¿Qué se le puede decir al Messi de 2014 que perdió la final del Mundial a siete minutos de terminar la prórroga?, y ¿a Carlos Sainz padre que su Toyota le dio por pararse a medio kilómetro de la meta? La plata no consuela en el podio, pero estas derrotas son un chiste comparadas con la que vivió el británico Robert Falcon Scott hace poco más de un siglo, cuando vio ondear la bandera noruega al pisar la parte más sur del mundo. “Todas las penalidades, todos los sacrificios, todos los sufrimientos, ¿de qué han servido? Sólo han sido sueños que acaban de desvanecerse”, escribió en su diario el explorador.

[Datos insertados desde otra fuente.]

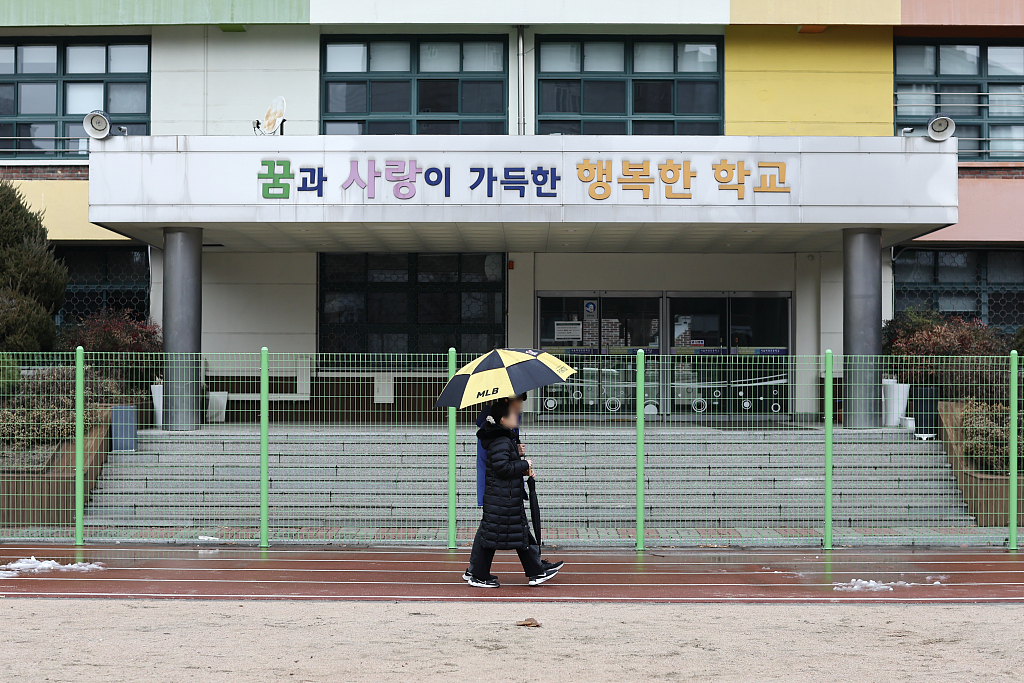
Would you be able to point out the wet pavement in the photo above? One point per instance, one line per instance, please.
(706, 574)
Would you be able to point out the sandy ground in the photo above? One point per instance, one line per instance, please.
(204, 641)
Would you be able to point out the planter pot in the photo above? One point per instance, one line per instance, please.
(987, 496)
(158, 406)
(926, 409)
(124, 427)
(894, 399)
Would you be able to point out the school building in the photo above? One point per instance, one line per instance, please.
(708, 177)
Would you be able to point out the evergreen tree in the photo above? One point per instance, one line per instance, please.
(32, 281)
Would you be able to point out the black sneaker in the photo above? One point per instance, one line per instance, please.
(483, 583)
(540, 579)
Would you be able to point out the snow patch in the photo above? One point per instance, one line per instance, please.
(876, 586)
(32, 565)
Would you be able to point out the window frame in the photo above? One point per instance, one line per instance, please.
(629, 76)
(61, 78)
(908, 294)
(983, 80)
(414, 76)
(413, 288)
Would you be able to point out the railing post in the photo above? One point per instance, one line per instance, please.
(641, 399)
(79, 446)
(827, 537)
(453, 493)
(264, 447)
(1014, 473)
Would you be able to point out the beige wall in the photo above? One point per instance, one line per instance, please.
(66, 207)
(208, 82)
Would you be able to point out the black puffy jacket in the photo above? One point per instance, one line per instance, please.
(504, 525)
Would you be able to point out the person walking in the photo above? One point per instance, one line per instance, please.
(504, 524)
(516, 404)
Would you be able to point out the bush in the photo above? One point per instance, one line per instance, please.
(985, 429)
(32, 282)
(10, 375)
(25, 325)
(953, 354)
(133, 345)
(906, 324)
(42, 411)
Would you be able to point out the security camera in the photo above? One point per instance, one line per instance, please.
(940, 127)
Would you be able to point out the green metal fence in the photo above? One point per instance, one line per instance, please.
(634, 450)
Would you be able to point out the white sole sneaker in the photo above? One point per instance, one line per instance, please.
(548, 575)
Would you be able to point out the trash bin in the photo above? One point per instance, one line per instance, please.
(894, 397)
(124, 427)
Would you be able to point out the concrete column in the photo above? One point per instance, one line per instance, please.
(182, 327)
(861, 328)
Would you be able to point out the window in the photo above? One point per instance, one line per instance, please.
(47, 86)
(424, 86)
(411, 303)
(616, 86)
(980, 86)
(116, 278)
(983, 285)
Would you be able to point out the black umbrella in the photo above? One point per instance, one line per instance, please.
(535, 508)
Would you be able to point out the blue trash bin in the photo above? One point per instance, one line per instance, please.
(124, 427)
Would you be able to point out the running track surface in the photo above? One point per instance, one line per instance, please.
(707, 574)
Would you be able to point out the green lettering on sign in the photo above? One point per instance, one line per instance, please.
(276, 188)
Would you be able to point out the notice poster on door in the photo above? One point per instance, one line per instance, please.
(568, 331)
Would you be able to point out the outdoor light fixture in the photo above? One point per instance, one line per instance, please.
(97, 124)
(940, 127)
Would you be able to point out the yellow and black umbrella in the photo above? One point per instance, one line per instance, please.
(502, 373)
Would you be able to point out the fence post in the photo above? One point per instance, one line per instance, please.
(79, 446)
(827, 540)
(264, 447)
(453, 493)
(641, 399)
(1014, 473)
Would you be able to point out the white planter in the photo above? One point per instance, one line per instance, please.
(158, 404)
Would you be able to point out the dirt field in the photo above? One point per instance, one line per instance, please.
(204, 641)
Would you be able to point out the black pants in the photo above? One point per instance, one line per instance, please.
(480, 557)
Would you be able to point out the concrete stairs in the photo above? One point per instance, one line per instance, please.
(396, 477)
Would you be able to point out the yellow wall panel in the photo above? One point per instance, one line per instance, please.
(66, 204)
(778, 82)
(885, 12)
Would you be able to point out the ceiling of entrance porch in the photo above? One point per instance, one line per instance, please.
(638, 238)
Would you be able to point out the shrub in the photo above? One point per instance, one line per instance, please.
(25, 325)
(32, 282)
(906, 324)
(10, 375)
(955, 355)
(135, 342)
(985, 429)
(42, 411)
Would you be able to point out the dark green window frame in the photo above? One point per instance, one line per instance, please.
(982, 136)
(373, 86)
(677, 90)
(355, 302)
(65, 141)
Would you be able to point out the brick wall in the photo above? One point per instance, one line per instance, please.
(44, 172)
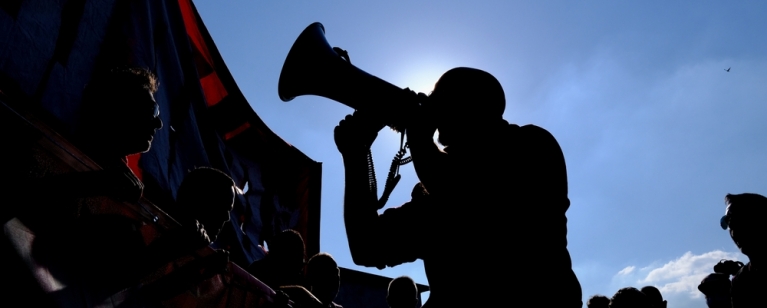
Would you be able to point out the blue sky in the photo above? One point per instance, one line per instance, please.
(654, 131)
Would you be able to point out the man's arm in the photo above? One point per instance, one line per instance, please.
(371, 237)
(114, 183)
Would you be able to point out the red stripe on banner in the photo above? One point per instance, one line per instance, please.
(237, 131)
(133, 165)
(213, 89)
(190, 22)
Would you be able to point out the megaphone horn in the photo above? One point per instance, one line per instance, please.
(312, 67)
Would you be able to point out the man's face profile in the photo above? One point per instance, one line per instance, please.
(134, 121)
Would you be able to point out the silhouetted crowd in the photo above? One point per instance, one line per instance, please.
(732, 284)
(453, 205)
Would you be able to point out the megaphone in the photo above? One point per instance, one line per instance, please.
(312, 67)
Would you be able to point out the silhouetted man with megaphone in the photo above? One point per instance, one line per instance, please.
(488, 218)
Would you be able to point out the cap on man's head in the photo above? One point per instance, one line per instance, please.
(481, 89)
(746, 205)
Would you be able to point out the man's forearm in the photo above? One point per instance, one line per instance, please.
(360, 210)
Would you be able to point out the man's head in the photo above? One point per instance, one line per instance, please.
(654, 296)
(402, 293)
(323, 277)
(465, 99)
(629, 297)
(745, 217)
(206, 195)
(598, 301)
(716, 288)
(119, 115)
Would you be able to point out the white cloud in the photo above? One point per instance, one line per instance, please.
(626, 270)
(680, 276)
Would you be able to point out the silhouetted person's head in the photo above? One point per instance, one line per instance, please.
(629, 297)
(402, 293)
(323, 277)
(716, 288)
(465, 100)
(728, 267)
(654, 296)
(745, 216)
(288, 252)
(118, 115)
(206, 195)
(598, 301)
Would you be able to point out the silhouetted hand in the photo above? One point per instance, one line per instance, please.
(118, 184)
(356, 133)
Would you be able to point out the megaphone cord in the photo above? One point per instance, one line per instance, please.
(372, 182)
(393, 177)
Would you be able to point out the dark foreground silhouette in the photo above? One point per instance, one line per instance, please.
(488, 167)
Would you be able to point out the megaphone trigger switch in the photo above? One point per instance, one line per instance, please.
(343, 54)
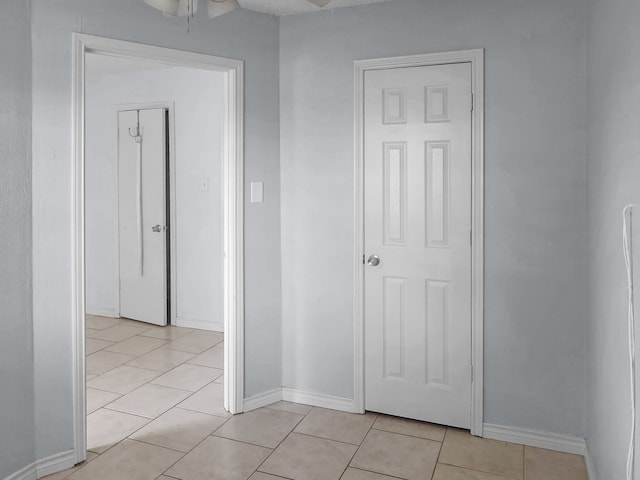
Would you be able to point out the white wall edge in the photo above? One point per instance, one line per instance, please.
(319, 400)
(47, 466)
(199, 324)
(102, 312)
(536, 438)
(588, 460)
(262, 399)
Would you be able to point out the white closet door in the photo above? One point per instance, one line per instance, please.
(418, 223)
(142, 161)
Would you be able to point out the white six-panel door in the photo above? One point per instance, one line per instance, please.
(142, 160)
(417, 222)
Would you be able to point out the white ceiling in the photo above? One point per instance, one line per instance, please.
(290, 7)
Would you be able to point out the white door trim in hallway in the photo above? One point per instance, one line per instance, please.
(233, 211)
(476, 59)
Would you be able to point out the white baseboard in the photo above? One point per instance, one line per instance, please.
(536, 438)
(588, 460)
(262, 399)
(47, 466)
(101, 312)
(27, 473)
(199, 324)
(319, 400)
(55, 463)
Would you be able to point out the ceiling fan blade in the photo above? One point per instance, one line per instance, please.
(215, 8)
(168, 7)
(320, 3)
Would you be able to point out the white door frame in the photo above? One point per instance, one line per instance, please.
(476, 59)
(233, 212)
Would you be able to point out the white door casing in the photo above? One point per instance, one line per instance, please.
(142, 216)
(475, 61)
(418, 220)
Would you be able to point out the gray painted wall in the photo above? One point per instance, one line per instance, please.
(16, 342)
(613, 174)
(198, 100)
(535, 327)
(244, 35)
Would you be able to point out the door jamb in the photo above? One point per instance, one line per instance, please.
(233, 212)
(476, 59)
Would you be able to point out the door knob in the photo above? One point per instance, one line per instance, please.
(373, 261)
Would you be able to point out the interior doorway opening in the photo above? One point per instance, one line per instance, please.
(230, 317)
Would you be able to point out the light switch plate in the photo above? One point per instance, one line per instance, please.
(257, 192)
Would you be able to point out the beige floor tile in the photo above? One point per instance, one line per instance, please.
(93, 345)
(106, 427)
(334, 425)
(100, 323)
(129, 460)
(188, 377)
(264, 427)
(291, 407)
(397, 455)
(447, 472)
(117, 333)
(214, 357)
(149, 400)
(355, 474)
(196, 342)
(135, 323)
(123, 379)
(101, 362)
(98, 398)
(161, 359)
(542, 464)
(264, 476)
(167, 333)
(410, 427)
(136, 345)
(219, 458)
(179, 429)
(499, 458)
(301, 457)
(208, 400)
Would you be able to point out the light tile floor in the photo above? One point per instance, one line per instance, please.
(154, 400)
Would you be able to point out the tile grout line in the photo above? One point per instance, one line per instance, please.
(360, 444)
(281, 442)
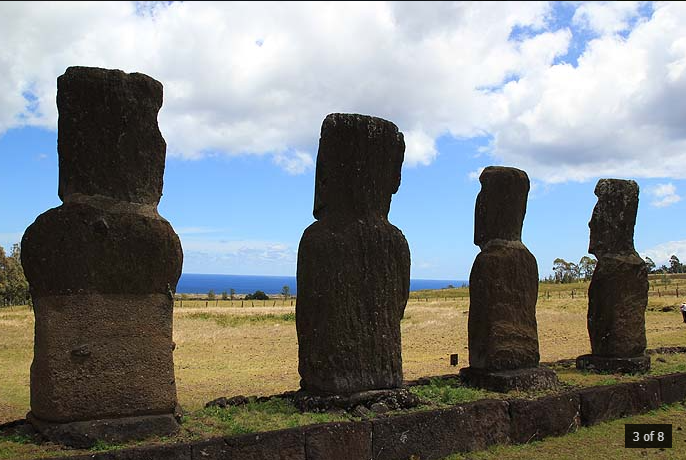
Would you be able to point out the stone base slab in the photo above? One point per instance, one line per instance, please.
(374, 400)
(604, 364)
(534, 378)
(84, 434)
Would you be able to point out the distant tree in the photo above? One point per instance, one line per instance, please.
(587, 267)
(650, 265)
(562, 270)
(674, 265)
(14, 289)
(286, 292)
(257, 295)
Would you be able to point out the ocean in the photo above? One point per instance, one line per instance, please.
(195, 283)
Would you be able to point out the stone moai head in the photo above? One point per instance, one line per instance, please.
(500, 205)
(614, 217)
(358, 166)
(108, 139)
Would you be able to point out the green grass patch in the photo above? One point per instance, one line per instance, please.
(274, 414)
(241, 320)
(448, 392)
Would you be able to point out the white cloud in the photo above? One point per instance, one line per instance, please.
(606, 17)
(259, 78)
(611, 116)
(237, 256)
(665, 195)
(296, 163)
(420, 148)
(661, 253)
(474, 175)
(8, 239)
(198, 230)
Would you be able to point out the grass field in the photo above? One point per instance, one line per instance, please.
(225, 350)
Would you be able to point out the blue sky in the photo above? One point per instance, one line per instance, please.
(569, 92)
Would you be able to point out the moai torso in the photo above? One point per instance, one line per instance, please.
(618, 294)
(503, 284)
(353, 265)
(103, 265)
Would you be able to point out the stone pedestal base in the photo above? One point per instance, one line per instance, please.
(85, 434)
(535, 378)
(604, 364)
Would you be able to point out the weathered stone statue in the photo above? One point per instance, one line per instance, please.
(618, 294)
(102, 268)
(353, 265)
(503, 289)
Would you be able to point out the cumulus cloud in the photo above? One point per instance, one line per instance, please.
(296, 163)
(606, 17)
(258, 78)
(252, 256)
(608, 116)
(661, 253)
(664, 195)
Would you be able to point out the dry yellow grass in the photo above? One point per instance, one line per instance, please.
(215, 360)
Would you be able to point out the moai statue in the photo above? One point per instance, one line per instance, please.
(618, 294)
(353, 265)
(102, 268)
(503, 289)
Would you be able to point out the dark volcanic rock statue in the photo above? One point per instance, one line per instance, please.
(618, 294)
(503, 289)
(103, 265)
(353, 265)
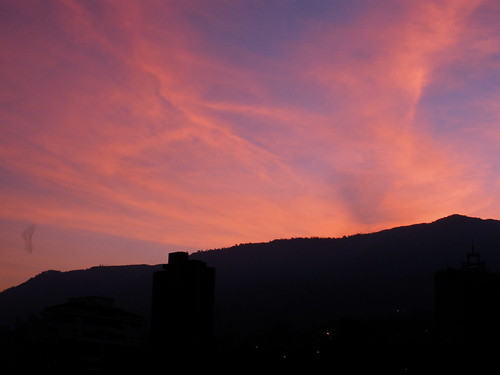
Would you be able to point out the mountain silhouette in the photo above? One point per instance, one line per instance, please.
(298, 282)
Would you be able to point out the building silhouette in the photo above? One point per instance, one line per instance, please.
(468, 312)
(182, 317)
(88, 335)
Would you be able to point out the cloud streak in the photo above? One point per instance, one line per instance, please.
(204, 124)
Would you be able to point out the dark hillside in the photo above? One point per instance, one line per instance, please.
(296, 281)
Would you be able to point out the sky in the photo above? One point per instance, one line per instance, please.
(130, 129)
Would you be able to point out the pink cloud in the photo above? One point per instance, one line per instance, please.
(172, 123)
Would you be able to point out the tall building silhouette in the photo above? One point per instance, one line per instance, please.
(183, 305)
(468, 311)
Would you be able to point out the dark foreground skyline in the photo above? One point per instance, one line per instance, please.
(315, 326)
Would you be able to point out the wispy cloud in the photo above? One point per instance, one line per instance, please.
(179, 123)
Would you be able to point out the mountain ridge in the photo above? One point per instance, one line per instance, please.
(293, 280)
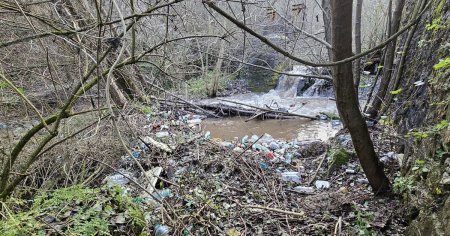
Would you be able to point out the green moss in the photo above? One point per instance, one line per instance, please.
(75, 210)
(338, 157)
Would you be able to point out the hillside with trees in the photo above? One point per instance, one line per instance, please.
(224, 117)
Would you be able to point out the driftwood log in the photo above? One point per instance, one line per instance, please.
(232, 108)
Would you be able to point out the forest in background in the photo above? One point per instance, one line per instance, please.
(83, 83)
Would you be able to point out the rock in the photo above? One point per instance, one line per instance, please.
(207, 135)
(321, 184)
(194, 122)
(343, 190)
(336, 124)
(274, 146)
(312, 149)
(118, 179)
(153, 175)
(350, 171)
(290, 177)
(267, 138)
(362, 181)
(227, 145)
(323, 117)
(254, 138)
(162, 146)
(270, 155)
(304, 189)
(288, 158)
(162, 134)
(244, 140)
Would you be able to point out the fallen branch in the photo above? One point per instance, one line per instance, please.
(270, 110)
(300, 214)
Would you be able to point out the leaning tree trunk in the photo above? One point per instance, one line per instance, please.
(388, 65)
(357, 62)
(326, 14)
(347, 104)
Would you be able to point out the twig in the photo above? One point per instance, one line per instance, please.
(318, 168)
(300, 214)
(269, 110)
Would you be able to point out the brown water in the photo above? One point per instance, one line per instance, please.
(300, 129)
(284, 96)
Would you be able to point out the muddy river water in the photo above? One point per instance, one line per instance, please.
(299, 128)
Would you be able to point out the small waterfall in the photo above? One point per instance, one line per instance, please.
(293, 86)
(320, 88)
(287, 86)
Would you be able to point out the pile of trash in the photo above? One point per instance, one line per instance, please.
(193, 185)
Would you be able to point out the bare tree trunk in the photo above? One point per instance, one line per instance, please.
(388, 62)
(218, 70)
(357, 62)
(347, 105)
(326, 14)
(397, 75)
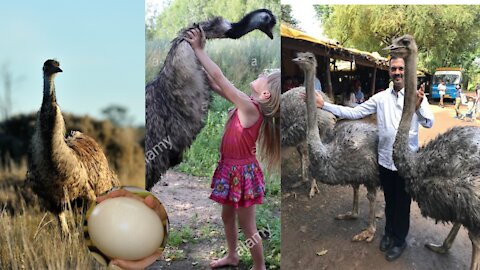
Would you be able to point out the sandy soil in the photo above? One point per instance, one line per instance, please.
(309, 227)
(186, 199)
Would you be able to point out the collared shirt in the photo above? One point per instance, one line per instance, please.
(388, 105)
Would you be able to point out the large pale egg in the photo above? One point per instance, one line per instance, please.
(125, 228)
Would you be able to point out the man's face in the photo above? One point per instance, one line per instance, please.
(396, 72)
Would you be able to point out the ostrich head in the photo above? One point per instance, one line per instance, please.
(306, 61)
(403, 46)
(50, 68)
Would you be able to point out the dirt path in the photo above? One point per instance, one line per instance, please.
(193, 217)
(309, 227)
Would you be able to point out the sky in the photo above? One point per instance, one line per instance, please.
(304, 13)
(100, 46)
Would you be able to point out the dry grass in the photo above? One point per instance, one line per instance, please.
(32, 239)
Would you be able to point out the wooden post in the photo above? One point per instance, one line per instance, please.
(374, 78)
(328, 87)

Miles de años de humanidad en los que aquel terreno era suelo virgen, y Scott se topaba con una tienda de campaña instalada por Roald Amundsen 34 días antes. Fue un viaje horrible en el que todo lo que puede salir mal salió catastróficamente mal, desde la mala climatología a sus apuestas por caballos frente a los perros de tiro usados por el noruego, o los tractores de gasolina que se congelaron. Pero la derrota en la carrera por el polo iba a ser una minucia con lo que le esperaba inmediatamente después de dar la espalda a la bandera noruega. “Me temo que el viaje de regreso va a ser terriblemente agotador y monótono”, dejó escrito en su diario. Además de duro, el viaje de regreso se cobró la vida de la expedición. Se cree que Scott murió a finales de marzo, el epílogo de la mala suerte es que la tienda en la que los exploradores perdieron la vida estaban a 18 kilómetros del depósito de víveres que les hubiera salvado.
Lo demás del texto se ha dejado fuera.